Re: [PATCH][v11] PM / hibernate: Verify the consistent of e820 memory map by md5 digest

From: joeyli
Date: Fri Oct 07 2016 - 12:32:05 EST


Hi Chen Yu,

On Sun, Sep 25, 2016 at 12:17:57PM +0800, Chen Yu wrote:
> On some platforms, there is occasional panic triggered when trying to
> resume from hibernation, a typical panic looks like:
>
> "BUG: unable to handle kernel paging request at ffff880085894000
> IP: [<ffffffff810c5dc2>] load_image_lzo+0x8c2/0xe70"
>
> Investigation carried out by Lee Chun-Yi shows that this is because
> e820 map has been changed by BIOS across hibernation, and one
> of the page frames from suspend kernel is right located in restore
> kernel's unmapped region, so panic comes out when accessing unmapped
> kernel address.
>

Sorry for finally I can not find the issue machine back now. So I add
a patch to fool kernel as the e820 changed when S4 resume for testing.

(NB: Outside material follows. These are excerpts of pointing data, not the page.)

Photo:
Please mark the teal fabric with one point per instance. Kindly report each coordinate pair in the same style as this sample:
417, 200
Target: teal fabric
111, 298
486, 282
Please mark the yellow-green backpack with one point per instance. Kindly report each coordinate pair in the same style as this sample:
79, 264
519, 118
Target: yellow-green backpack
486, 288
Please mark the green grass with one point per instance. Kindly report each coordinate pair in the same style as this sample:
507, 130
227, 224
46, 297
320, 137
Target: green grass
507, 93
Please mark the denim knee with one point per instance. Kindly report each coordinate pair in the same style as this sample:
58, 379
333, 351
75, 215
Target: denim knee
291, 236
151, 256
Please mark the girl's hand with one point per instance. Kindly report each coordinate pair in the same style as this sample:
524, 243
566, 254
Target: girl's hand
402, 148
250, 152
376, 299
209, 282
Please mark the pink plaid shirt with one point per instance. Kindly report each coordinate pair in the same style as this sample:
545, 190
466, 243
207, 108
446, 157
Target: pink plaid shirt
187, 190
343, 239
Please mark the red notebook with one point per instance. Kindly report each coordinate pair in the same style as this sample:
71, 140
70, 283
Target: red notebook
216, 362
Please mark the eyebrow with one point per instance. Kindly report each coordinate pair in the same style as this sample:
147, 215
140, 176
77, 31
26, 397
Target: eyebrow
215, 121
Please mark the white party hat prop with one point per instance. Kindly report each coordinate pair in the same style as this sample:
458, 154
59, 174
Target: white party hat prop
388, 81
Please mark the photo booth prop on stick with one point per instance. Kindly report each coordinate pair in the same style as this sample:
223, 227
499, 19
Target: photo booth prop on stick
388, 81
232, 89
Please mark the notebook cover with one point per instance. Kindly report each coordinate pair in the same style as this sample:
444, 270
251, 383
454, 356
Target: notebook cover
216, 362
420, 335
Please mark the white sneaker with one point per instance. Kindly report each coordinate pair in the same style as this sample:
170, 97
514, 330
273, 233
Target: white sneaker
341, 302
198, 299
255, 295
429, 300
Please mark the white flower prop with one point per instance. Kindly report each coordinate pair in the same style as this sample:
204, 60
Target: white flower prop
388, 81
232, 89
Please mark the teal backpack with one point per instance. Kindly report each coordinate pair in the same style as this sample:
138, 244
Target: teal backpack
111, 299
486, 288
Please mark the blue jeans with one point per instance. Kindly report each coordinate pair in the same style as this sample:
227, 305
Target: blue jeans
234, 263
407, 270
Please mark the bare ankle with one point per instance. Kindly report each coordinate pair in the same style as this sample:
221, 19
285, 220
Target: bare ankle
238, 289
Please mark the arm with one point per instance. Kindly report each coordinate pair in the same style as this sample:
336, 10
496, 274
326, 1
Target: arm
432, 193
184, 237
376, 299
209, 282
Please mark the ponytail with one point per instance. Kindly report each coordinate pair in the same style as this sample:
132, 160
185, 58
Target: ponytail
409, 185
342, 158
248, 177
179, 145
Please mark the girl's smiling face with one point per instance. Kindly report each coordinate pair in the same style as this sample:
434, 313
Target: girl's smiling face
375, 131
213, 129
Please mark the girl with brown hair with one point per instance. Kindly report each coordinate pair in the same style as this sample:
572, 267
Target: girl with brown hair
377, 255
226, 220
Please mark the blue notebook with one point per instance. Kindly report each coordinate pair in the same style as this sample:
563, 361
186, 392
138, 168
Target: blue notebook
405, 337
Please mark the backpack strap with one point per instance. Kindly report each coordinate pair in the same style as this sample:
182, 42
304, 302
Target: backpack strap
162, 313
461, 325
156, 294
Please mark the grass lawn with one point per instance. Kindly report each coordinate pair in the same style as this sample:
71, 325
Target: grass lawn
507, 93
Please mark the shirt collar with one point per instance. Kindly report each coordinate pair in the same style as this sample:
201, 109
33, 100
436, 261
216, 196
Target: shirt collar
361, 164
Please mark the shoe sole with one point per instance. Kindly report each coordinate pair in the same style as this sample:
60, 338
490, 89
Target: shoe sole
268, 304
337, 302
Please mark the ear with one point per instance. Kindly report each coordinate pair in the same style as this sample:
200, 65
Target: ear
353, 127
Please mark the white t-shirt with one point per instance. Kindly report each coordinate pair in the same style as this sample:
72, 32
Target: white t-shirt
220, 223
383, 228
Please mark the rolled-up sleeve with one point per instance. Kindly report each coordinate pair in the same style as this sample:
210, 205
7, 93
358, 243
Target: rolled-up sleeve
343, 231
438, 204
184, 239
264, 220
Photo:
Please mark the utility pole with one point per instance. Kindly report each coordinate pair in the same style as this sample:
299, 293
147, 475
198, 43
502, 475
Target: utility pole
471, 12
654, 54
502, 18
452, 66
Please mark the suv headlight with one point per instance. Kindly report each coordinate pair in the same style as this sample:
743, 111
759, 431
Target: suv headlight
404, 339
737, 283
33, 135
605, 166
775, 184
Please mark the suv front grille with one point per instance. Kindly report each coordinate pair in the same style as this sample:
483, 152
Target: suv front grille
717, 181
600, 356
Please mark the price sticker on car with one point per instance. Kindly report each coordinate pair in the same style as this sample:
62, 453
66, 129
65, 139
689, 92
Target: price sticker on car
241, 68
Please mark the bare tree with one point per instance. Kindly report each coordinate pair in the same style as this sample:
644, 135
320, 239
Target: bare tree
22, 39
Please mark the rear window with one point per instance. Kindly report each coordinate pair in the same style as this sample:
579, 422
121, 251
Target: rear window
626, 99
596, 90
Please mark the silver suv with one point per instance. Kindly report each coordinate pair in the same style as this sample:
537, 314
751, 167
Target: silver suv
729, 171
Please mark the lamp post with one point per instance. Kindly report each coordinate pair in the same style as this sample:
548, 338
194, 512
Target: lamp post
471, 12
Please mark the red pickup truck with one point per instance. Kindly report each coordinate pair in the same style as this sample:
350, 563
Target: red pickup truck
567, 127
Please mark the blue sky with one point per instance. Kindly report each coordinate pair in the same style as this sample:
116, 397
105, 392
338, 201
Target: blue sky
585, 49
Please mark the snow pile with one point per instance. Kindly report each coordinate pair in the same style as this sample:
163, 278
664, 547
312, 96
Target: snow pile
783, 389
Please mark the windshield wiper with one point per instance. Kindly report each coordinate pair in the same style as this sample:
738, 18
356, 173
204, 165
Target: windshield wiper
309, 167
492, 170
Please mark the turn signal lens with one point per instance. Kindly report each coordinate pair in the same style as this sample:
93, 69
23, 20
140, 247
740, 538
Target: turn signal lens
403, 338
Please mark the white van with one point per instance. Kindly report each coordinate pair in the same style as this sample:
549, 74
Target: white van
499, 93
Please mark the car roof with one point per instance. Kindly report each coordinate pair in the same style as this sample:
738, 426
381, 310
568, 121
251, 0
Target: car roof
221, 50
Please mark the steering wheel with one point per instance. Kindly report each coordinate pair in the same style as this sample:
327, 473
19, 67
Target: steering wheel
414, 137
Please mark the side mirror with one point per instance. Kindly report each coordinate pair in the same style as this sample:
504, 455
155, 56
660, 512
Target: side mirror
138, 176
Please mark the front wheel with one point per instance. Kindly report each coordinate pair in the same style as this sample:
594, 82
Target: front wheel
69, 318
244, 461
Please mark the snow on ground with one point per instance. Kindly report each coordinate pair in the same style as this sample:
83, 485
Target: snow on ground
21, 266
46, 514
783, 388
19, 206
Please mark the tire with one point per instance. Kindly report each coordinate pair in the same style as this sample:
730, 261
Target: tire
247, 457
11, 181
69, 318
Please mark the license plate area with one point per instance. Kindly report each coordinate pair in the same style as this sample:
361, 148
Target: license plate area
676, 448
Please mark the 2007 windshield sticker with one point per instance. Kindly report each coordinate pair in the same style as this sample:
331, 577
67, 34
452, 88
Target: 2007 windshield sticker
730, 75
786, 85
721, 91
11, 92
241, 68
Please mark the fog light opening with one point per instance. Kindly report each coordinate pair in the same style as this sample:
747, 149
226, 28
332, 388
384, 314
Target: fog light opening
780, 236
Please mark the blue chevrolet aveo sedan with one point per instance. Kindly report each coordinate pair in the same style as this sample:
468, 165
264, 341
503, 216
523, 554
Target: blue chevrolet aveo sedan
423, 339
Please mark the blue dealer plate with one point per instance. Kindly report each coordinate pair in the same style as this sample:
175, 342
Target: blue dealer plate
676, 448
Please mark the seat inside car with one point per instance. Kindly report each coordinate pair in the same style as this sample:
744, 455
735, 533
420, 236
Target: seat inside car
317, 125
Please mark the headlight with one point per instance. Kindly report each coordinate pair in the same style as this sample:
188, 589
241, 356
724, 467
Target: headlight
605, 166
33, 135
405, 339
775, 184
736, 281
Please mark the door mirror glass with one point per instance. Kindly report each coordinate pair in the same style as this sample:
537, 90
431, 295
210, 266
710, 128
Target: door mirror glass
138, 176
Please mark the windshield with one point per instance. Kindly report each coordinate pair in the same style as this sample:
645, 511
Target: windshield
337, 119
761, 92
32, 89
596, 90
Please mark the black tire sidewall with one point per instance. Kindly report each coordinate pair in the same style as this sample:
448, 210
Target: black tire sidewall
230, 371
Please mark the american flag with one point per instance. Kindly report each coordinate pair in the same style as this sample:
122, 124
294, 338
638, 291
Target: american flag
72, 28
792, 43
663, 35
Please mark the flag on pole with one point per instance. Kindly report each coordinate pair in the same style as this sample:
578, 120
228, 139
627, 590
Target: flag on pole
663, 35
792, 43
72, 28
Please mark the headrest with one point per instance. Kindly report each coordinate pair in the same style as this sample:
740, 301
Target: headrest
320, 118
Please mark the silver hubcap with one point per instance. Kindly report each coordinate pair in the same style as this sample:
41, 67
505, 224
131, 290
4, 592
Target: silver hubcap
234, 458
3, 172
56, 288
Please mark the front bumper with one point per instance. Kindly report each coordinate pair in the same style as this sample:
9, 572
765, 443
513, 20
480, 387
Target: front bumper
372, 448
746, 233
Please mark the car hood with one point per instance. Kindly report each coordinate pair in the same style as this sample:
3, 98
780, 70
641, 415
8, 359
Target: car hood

> In order to expose this issue earlier, the md5 hash of e820 map
> is passed from suspend kernel to restore kernel, and the restore
> kernel will terminate the resume process once it finds the md5
> hash are not the same.
>
[...snip]
> ---
> arch/x86/power/hibernate_64.c | 92 ++++++++++++++++++++++++++++++++++++++++++-
> 1 file changed, 90 insertions(+), 2 deletions(-)
>
> diff --git a/arch/x86/power/hibernate_64.c b/arch/x86/power/hibernate_64.c
> index 9634557..d81b1af 100644
> --- a/arch/x86/power/hibernate_64.c
> +++ b/arch/x86/power/hibernate_64.c
> @@ -11,6 +11,10 @@
> #include <linux/gfp.h>
> #include <linux/smp.h>
> #include <linux/suspend.h>
> +#include <linux/scatterlist.h>
> +#include <linux/kdebug.h>

[...snip]

> @@ -216,5 +297,12 @@ int arch_hibernation_header_restore(void *addr)
> restore_jump_address = rdr->jump_address;
> jump_address_phys = rdr->jump_address_phys;
> restore_cr3 = rdr->cr3;
> - return (rdr->magic == RESTORE_MAGIC) ? 0 : -EINVAL;
> +
> + if (rdr->magic != RESTORE_MAGIC)
> + return -EINVAL;
> +
> + if (hibernation_e820_mismatch(rdr->e820_digest))
> + return -ENODEV;
> +
> + return 0;
> }
> --

Because the check_image_kernel() function doesn't check the return error,
kernel only shows "PM: Image mismatch: architecture specific data". The
message covered two different fail reason.

I suggest that it prints out a log like the restore function in ARM64
architecture. Something like this, please feel free to modify the
wording:

Index: linux/arch/x86/power/hibernate_64.c
===================================================================
--- linux.orig/arch/x86/power/hibernate_64.c
+++ linux/arch/x86/power/hibernate_64.c
@@ -298,11 +298,16 @@ int arch_hibernation_header_restore(void
jump_address_phys = rdr->jump_address_phys;
restore_cr3 = rdr->cr3;

- if (rdr->magic != RESTORE_MAGIC)
+
+ if (rdr->magic != RESTORE_MAGIC) {
+ pr_crit("Hibernate image not generated by this kernel!\n");
return -EINVAL;
+ }

- if (hibernation_e820_mismatch(rdr->e820_digest))
+ if (hibernation_e820_mismatch(rdr->e820_digest)) {
+ pr_crit("The e820 saved regions changed!\n");
return -ENODEV;
+ }

return 0;
}

Other parts in your patch are good to me.


Thanks a lot!
Joey Lee